Every day internal communicators write, review, edit or re-write content pieces that business teams use to communicate at work. Be it the launch of a campaign, reiterating a policy or an employee event, helping business teams achieve success is a priority for communicators. To be a respected communication counsel, the internal communicator must be able to help teams effectively communicate their messages.

While style guides and writing handbooks are helpful, for every day communication they may prove to be cumbersome for internal teams to comprehend and put in action. How can internal communicators provide effective guidance for business teams?

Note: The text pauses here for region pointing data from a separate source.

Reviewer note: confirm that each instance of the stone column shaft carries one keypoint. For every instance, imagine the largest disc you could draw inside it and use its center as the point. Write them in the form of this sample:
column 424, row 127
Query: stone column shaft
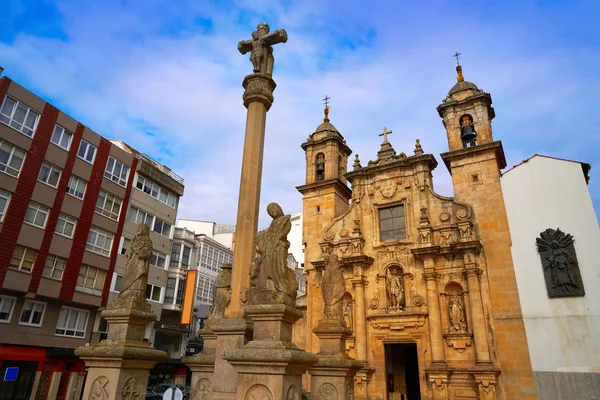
column 479, row 327
column 248, row 206
column 360, row 320
column 435, row 321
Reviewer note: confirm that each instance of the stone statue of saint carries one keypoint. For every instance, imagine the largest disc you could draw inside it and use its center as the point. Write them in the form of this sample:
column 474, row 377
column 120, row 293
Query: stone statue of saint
column 269, row 272
column 456, row 311
column 222, row 296
column 395, row 289
column 333, row 287
column 136, row 266
column 261, row 52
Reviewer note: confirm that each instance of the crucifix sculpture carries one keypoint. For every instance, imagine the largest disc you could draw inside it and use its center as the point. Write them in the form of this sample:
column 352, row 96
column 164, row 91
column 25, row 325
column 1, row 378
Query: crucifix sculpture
column 260, row 48
column 385, row 133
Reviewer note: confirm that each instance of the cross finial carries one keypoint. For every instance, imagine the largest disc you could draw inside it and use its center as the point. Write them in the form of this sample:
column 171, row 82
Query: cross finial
column 385, row 133
column 457, row 56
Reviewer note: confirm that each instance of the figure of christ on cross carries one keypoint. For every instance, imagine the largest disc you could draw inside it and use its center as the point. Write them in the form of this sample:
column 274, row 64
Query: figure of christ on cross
column 261, row 52
column 384, row 134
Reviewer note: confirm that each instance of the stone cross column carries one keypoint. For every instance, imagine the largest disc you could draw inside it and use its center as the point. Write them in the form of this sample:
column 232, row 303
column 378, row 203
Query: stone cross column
column 258, row 98
column 433, row 307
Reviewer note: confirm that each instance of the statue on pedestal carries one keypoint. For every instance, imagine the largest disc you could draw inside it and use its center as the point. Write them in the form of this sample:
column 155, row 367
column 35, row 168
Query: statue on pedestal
column 269, row 272
column 137, row 265
column 333, row 287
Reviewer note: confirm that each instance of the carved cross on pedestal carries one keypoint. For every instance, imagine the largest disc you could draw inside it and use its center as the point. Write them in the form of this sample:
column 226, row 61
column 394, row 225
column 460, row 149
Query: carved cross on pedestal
column 260, row 48
column 385, row 133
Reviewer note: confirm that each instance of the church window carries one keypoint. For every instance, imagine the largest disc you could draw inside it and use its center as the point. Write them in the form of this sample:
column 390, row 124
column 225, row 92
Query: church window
column 320, row 167
column 392, row 223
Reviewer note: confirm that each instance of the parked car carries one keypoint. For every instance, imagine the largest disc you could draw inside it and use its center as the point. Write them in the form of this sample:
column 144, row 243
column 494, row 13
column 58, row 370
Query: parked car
column 157, row 392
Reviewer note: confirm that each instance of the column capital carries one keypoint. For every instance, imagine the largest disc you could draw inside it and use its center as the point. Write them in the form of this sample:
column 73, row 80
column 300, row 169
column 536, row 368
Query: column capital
column 259, row 88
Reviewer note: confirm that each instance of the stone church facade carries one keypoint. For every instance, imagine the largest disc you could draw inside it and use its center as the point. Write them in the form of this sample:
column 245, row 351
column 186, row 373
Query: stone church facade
column 431, row 295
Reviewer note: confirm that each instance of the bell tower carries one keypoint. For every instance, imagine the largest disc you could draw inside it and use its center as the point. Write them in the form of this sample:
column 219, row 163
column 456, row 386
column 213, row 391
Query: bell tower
column 475, row 162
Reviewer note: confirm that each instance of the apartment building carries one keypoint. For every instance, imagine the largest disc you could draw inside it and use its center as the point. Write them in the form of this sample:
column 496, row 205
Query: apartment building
column 69, row 204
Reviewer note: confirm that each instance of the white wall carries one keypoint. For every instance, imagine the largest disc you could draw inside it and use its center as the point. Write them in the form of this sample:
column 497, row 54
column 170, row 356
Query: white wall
column 295, row 238
column 563, row 333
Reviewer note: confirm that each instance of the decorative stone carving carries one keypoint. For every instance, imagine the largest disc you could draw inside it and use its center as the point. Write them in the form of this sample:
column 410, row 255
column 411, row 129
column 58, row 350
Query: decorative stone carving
column 99, row 388
column 203, row 389
column 395, row 288
column 131, row 389
column 561, row 269
column 137, row 266
column 270, row 278
column 222, row 296
column 327, row 391
column 258, row 392
column 260, row 48
column 333, row 288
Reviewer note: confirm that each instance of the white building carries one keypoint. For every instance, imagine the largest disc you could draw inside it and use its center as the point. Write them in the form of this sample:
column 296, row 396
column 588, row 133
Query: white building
column 563, row 333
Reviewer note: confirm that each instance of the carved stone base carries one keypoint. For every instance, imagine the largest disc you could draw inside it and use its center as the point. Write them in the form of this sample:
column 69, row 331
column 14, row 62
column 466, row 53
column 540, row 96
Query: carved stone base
column 270, row 366
column 202, row 366
column 232, row 333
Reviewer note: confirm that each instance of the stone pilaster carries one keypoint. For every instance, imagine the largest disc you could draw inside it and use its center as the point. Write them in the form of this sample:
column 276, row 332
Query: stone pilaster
column 434, row 316
column 258, row 97
column 270, row 365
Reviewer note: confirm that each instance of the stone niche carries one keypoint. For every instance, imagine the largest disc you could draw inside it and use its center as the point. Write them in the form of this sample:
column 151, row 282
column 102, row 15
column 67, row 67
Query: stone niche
column 559, row 261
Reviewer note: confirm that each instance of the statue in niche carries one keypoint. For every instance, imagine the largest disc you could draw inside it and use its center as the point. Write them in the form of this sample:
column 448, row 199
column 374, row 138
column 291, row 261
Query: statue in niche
column 395, row 288
column 269, row 272
column 222, row 296
column 333, row 287
column 137, row 265
column 457, row 314
column 561, row 269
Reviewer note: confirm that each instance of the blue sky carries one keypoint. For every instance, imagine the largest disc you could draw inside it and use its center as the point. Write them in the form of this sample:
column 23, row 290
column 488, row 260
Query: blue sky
column 165, row 76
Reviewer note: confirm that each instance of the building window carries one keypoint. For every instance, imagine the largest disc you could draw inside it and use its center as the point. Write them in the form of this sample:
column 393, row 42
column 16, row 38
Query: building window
column 108, row 205
column 99, row 241
column 37, row 214
column 17, row 115
column 90, row 280
column 153, row 292
column 76, row 187
column 116, row 171
column 49, row 174
column 7, row 305
column 125, row 245
column 391, row 223
column 185, row 258
column 65, row 225
column 86, row 151
column 11, row 159
column 158, row 259
column 72, row 322
column 138, row 216
column 33, row 313
column 117, row 283
column 162, row 227
column 23, row 258
column 320, row 167
column 54, row 267
column 4, row 200
column 170, row 291
column 154, row 190
column 61, row 137
column 175, row 253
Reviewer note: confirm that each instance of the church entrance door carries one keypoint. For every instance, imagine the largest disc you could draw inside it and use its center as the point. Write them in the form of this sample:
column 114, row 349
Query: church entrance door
column 402, row 371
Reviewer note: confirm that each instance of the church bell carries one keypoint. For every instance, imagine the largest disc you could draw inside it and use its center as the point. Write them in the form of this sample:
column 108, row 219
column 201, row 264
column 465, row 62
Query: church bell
column 467, row 133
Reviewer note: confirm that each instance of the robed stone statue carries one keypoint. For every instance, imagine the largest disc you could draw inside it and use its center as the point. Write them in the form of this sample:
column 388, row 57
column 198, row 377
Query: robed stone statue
column 269, row 273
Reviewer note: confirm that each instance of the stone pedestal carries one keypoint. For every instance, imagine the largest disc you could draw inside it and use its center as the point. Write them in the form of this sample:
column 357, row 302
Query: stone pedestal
column 231, row 334
column 202, row 366
column 333, row 376
column 270, row 366
column 118, row 367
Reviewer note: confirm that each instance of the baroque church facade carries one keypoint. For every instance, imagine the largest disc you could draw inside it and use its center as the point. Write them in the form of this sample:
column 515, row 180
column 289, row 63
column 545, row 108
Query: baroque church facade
column 431, row 295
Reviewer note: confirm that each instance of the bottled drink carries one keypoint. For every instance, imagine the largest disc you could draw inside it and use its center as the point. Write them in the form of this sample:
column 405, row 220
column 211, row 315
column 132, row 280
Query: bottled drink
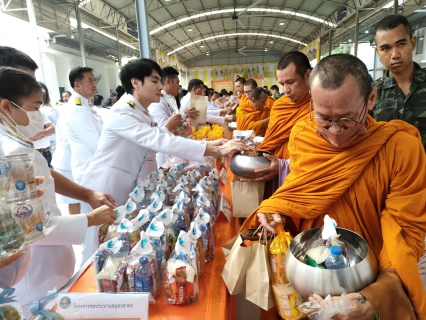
column 179, row 225
column 144, row 281
column 12, row 235
column 335, row 260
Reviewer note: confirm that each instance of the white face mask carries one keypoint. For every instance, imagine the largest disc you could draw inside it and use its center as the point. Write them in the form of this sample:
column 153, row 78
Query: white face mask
column 35, row 123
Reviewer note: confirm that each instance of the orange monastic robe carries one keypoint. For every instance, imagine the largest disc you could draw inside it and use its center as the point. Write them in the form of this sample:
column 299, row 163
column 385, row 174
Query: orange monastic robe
column 284, row 115
column 376, row 188
column 253, row 120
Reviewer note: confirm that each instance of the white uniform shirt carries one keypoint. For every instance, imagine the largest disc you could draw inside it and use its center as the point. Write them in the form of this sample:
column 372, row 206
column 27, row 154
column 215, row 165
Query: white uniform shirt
column 212, row 116
column 62, row 158
column 161, row 113
column 50, row 262
column 126, row 155
column 45, row 141
column 83, row 127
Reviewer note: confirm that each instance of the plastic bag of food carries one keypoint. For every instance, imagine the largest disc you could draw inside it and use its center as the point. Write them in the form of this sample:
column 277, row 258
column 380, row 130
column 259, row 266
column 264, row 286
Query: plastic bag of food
column 198, row 252
column 181, row 281
column 156, row 233
column 9, row 309
column 324, row 309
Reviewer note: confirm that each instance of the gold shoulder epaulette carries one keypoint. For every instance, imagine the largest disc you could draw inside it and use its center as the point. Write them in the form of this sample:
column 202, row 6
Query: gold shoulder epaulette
column 132, row 104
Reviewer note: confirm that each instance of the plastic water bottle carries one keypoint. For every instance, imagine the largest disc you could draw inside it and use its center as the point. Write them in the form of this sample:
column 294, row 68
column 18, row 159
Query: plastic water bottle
column 335, row 260
column 179, row 225
column 143, row 277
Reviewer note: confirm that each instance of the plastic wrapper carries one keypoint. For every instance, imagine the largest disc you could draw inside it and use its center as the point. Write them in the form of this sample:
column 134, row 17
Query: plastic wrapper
column 327, row 308
column 184, row 130
column 277, row 251
column 156, row 233
column 317, row 248
column 18, row 191
column 9, row 309
column 181, row 281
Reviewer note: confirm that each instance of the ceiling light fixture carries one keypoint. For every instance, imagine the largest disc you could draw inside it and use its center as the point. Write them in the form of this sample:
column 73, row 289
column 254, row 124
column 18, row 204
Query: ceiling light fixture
column 234, row 35
column 261, row 10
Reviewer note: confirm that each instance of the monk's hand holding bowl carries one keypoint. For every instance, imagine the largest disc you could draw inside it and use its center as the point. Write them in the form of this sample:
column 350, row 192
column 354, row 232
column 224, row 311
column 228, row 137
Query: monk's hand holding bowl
column 272, row 171
column 363, row 310
column 269, row 221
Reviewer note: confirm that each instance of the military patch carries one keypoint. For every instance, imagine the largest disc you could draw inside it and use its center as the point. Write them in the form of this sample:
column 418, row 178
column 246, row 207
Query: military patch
column 132, row 104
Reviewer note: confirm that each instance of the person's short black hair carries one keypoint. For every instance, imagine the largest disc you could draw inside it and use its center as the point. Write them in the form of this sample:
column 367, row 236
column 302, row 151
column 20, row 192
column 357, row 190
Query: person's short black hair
column 299, row 59
column 240, row 80
column 393, row 21
column 251, row 83
column 137, row 69
column 332, row 71
column 11, row 57
column 77, row 74
column 256, row 93
column 15, row 85
column 97, row 99
column 194, row 83
column 46, row 95
column 168, row 72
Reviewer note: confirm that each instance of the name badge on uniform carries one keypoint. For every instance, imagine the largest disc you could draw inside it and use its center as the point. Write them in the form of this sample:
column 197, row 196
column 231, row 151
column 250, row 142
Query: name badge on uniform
column 132, row 104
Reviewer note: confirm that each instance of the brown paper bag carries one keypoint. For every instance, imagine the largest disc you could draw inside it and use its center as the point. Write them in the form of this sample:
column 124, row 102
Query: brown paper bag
column 199, row 103
column 258, row 287
column 237, row 259
column 246, row 197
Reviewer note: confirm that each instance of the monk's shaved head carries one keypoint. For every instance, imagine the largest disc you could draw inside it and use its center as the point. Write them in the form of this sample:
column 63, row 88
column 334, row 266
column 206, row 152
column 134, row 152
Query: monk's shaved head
column 333, row 70
column 299, row 59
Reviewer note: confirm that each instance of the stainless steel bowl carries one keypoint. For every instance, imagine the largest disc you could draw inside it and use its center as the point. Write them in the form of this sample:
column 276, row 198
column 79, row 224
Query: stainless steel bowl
column 244, row 166
column 232, row 126
column 258, row 140
column 308, row 280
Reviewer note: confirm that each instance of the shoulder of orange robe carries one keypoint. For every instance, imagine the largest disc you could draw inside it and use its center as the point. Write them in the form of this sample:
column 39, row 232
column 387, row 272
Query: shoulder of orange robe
column 253, row 120
column 284, row 115
column 321, row 174
column 37, row 307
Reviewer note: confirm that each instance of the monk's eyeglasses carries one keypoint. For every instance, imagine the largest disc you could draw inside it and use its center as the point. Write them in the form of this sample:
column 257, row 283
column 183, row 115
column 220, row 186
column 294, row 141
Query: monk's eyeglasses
column 345, row 123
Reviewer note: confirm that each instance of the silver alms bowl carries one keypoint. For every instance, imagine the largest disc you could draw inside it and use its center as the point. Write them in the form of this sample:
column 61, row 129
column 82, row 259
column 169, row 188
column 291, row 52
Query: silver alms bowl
column 308, row 280
column 244, row 166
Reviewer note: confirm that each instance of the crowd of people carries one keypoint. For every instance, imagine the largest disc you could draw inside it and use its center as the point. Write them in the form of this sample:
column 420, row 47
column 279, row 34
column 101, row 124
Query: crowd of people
column 338, row 143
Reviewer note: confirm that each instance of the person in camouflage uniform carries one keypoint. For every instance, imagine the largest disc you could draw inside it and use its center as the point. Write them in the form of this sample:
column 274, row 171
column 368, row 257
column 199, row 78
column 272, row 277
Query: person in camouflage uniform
column 401, row 92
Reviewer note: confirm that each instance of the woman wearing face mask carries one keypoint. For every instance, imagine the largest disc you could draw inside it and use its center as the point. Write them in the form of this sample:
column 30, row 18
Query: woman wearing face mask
column 48, row 263
column 130, row 140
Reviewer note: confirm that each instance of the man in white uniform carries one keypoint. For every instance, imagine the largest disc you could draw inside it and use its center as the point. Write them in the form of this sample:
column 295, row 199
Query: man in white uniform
column 82, row 125
column 196, row 87
column 163, row 110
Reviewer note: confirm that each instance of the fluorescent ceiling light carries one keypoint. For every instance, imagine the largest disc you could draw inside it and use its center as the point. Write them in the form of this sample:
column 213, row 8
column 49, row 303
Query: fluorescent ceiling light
column 236, row 34
column 73, row 24
column 263, row 10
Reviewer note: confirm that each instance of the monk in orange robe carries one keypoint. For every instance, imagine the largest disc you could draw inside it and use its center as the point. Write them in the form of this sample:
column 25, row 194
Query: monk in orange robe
column 258, row 119
column 293, row 74
column 369, row 176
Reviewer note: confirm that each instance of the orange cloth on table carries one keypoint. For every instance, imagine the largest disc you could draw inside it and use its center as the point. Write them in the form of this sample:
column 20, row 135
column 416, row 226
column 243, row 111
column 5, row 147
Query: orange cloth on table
column 376, row 188
column 284, row 115
column 253, row 120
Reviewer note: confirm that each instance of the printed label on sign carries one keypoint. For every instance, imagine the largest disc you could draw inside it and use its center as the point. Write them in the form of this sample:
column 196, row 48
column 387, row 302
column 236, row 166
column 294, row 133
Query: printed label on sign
column 90, row 306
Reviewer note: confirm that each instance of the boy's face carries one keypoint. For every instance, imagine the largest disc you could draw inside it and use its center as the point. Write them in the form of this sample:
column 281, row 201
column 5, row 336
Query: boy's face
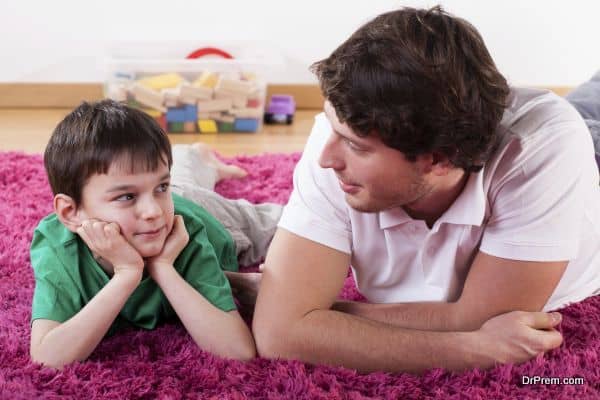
column 139, row 202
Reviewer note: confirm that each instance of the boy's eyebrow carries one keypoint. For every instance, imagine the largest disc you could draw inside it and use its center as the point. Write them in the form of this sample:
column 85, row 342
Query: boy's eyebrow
column 120, row 188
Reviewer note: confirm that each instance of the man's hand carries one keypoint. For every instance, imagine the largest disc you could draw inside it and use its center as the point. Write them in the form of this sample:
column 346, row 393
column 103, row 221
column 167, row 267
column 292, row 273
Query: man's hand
column 518, row 336
column 176, row 241
column 105, row 240
column 245, row 286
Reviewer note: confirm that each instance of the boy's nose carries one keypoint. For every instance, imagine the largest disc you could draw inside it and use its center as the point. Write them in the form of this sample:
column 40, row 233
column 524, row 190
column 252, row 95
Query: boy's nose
column 150, row 209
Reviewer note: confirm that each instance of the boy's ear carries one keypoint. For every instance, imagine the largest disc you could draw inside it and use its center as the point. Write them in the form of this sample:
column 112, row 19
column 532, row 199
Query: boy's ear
column 67, row 212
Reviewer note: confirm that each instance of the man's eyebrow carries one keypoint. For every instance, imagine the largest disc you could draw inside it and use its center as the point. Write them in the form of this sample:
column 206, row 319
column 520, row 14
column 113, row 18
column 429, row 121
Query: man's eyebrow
column 120, row 188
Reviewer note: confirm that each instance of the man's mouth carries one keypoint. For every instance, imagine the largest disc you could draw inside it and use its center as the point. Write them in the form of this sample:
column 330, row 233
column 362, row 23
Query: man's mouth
column 150, row 233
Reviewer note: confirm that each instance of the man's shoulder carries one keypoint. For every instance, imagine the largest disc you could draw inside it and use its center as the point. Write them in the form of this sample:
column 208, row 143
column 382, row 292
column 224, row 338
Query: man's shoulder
column 533, row 112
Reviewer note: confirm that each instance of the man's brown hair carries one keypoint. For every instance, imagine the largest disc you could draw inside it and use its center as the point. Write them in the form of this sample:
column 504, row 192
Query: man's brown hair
column 423, row 81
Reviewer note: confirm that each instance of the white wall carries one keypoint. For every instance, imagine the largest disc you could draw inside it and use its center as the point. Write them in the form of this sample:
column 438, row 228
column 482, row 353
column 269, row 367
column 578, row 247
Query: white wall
column 535, row 42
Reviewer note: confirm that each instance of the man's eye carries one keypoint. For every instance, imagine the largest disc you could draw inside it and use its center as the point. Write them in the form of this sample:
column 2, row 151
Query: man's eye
column 352, row 145
column 125, row 197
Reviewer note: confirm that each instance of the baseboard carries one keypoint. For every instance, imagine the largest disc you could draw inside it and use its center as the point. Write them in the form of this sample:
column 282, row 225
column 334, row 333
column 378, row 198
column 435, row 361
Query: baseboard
column 68, row 95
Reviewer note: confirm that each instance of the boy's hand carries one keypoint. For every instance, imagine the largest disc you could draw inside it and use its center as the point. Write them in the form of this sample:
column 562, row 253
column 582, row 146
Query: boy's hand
column 176, row 241
column 105, row 240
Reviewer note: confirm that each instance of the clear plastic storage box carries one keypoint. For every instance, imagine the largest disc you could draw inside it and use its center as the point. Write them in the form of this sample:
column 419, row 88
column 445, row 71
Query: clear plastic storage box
column 208, row 94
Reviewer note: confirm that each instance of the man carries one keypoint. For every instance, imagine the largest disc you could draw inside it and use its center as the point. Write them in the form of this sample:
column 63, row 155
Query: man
column 455, row 199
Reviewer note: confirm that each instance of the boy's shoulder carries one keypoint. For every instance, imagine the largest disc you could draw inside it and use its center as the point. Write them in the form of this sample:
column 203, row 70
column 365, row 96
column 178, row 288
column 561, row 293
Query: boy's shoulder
column 51, row 229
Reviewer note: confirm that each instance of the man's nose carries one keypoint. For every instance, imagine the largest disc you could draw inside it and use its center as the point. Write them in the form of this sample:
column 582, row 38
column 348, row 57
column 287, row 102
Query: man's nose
column 331, row 156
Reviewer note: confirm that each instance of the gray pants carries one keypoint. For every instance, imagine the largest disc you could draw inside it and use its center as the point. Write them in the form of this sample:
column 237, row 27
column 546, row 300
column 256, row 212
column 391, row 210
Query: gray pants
column 252, row 226
column 586, row 99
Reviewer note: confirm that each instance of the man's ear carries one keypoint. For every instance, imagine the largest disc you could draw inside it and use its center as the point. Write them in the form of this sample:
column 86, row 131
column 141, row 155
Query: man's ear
column 440, row 164
column 67, row 212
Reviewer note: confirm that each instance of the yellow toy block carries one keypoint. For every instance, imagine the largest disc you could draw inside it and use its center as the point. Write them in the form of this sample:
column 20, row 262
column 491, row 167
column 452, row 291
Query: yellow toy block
column 207, row 126
column 207, row 80
column 152, row 113
column 162, row 81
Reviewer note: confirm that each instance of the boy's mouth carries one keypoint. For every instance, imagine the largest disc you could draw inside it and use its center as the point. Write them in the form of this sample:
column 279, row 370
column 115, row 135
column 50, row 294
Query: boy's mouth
column 150, row 233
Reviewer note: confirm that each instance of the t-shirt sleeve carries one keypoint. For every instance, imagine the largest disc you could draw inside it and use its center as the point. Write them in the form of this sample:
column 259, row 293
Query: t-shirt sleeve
column 200, row 264
column 317, row 208
column 538, row 205
column 54, row 295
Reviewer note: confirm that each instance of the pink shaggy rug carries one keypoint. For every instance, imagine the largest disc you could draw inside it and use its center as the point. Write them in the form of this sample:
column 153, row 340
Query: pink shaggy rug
column 166, row 364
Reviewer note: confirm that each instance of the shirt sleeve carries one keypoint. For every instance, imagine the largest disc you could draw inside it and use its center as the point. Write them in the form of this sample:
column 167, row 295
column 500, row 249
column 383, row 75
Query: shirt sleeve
column 317, row 208
column 200, row 264
column 54, row 297
column 537, row 206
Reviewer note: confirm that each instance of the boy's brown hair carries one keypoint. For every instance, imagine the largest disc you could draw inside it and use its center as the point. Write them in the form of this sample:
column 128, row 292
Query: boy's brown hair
column 93, row 135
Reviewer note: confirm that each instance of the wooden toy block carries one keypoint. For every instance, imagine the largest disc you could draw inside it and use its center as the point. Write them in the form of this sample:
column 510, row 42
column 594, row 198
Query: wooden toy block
column 226, row 118
column 253, row 103
column 176, row 115
column 151, row 112
column 162, row 81
column 207, row 79
column 198, row 93
column 189, row 127
column 224, row 126
column 247, row 112
column 245, row 125
column 175, row 127
column 207, row 126
column 249, row 76
column 191, row 113
column 234, row 86
column 148, row 97
column 215, row 105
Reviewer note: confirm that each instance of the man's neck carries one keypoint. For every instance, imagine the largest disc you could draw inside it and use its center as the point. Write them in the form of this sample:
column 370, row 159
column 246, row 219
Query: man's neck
column 436, row 202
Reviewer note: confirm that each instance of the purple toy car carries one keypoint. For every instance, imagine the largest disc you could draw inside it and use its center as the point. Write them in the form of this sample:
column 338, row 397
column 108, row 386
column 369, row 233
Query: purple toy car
column 280, row 110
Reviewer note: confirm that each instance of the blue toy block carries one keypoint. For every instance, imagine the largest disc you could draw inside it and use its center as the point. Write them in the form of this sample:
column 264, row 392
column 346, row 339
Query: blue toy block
column 245, row 125
column 191, row 113
column 176, row 114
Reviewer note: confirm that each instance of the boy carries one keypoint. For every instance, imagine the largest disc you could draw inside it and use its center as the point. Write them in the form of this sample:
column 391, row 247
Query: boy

·      Context: The proximity of the communications team to business events and news (hopefully that is the case in most progressive organizations), allows them to provide the most appropriate context for messages. Importantly, the role of internal communication is to help staff understand where the organization is heading and what it means for them. Consider the following: Why are your staff receiving the communication? Why must they care? What makes this piece of communication the most appropriate for them to consume?

·      Tone: Since your staff can choose to spend their time elsewhere instead of reading your content, directing your energy to pitch messages right can make a significant difference. Based on your intent, and through the power of writing, you can raise awareness, build pride, improve recall, enhance recognition and drive engagement. Consider the following: Is your message positive, upbeat, honest or direct? How will your employees ‘feel’ after reading your content?

·      Connection: Your staff is engaged most when they receive communication that directly links to their work. The role of the internal communicator is to help business teams build those connections and provide line of sight on initiatives. Share inputs on ‘where’ the communication features in the broader plan. Help your staff retrace the evolution of messages in case they want to go back and refer. Consider the following: will your employees appreciate the linkages your messages have to the ‘big picture’? Can they accept their part in the journey?

·      Inclusion: Help business teams be inclusive in their communication. Not just by understanding audiences but also in appreciating the mindset of readers. Some readers prefer to know the specifics while others may want to get a high level summary. A few need proof to ‘believe’ messages and then there are skeptics who need to be convinced with strong arguments.Consider the following:will readers ‘trust’ the source of your content? Is the sender of the message credible enough? Does it include all staff – desk-based, onsite and offsite? Have you sought feedback? Is there an option for staff to connect and learn more?

With business teams spending a significant amount of time writing and reviewing content, the role of the communicator is very crucial in improving understanding, connecting staff to organizational goals and making communication simple and inclusive.